A Culinary Approach, Not a Swap-In Replacement
One of the most interesting parts of our conversation was how Spilt approaches drink development. Rather than starting from a classic cocktail and substituting in a zero-proof spirit, Joanne and her team build drinks the way a chef builds a dish, starting from flavour and balance rather than a swapped ingredient.
She gave a great example: a customer recently asked for a whiskey sour made without her usual go-to spirit. Substituting a different zero-proof whiskey produced what she called an "undrinkably disgusting" result. Simply grabbing a bottle off the back bar and dropping it into a classic recipe doesn't automatically work; it takes testing and rebalancing, which is part of why non-alcoholic drinks sometimes get an undeserved bad reputation.
Instead, Spilt's menu is often inspired by food first. A drink on the current menu started as a Yemeni table condiment made with cardamom, parsley, jalapeño, cilantro, and lemon. A local bakery's blackberry-sesame pastry became a shrub. Joanne's argument is a compelling one: if you challenged a restaurant's kitchen staff to a blind mocktail competition against the bar staff, judged purely on flavour, the kitchen might win.
Defending the Word "Mocktail"
Terminology came up as a genuine point of principle for Joanne. As the beverage industry increasingly pushes terms like "zero-proof cocktail," she pushed back on the idea that "mocktail" needs retiring. Her reasoning centers on inclusivity: many of her customers, including those who don't drink for religious or cultural reasons, aren't steeped in cocktail culture and don't necessarily want a drink that tastes like alcohol at all. For them, “zero-proof cocktail" isn't a comfortable or familiar term, while "mocktail" is.
She shared a story about catering Muslim weddings, where guests unfamiliar with cocktail terminology just want simple, comfortable language, not industry jargon.

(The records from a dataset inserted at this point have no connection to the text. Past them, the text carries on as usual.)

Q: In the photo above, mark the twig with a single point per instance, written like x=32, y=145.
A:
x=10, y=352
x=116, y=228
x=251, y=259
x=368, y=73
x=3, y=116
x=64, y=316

Her broader point is that the non-alc movement should be careful not to build itself around impressing cocktail enthusiasts at the expense of the much wider group of people it's meant to serve.
On the flip side, she was equally clear-eyed about drinks that taste too close to the real thing. She recounted an unsettling experience at a restaurant where a mocktail tasted so authentic she suspected there had been a mix-up, and the discomfort that moment created for her as a sober guest. It's a reminder that walking the line between "convincing" and "comfortable" takes real thought, and real communication with guests.
Building a Safe and Inclusive Space
Community runs through everything Joanne talked about. Spilt has intentionally supported the queer and trans community, both through staffing and through sponsorships like the upcoming Dragfest, offering a space where people don't have to navigate the unpredictability that can come with a room full of drinking strangers. She also spoke about younger customers and family events at the bar, and about her own mentors, particularly the entrepreneurial grit passed down from her mother and grandmother, as shaping how she approaches the inevitable hard days that come with running a small business.
What's Next for Spilt
Spilt is heading into its busy event season, offering tastings, classes, and curated multi-course drink menus both in the bar and off-site. Joanne teased an upcoming class built around the idea of "drinkable salads," inspired by a wedge of blue cheese that became an unexpectedly delicious syrup.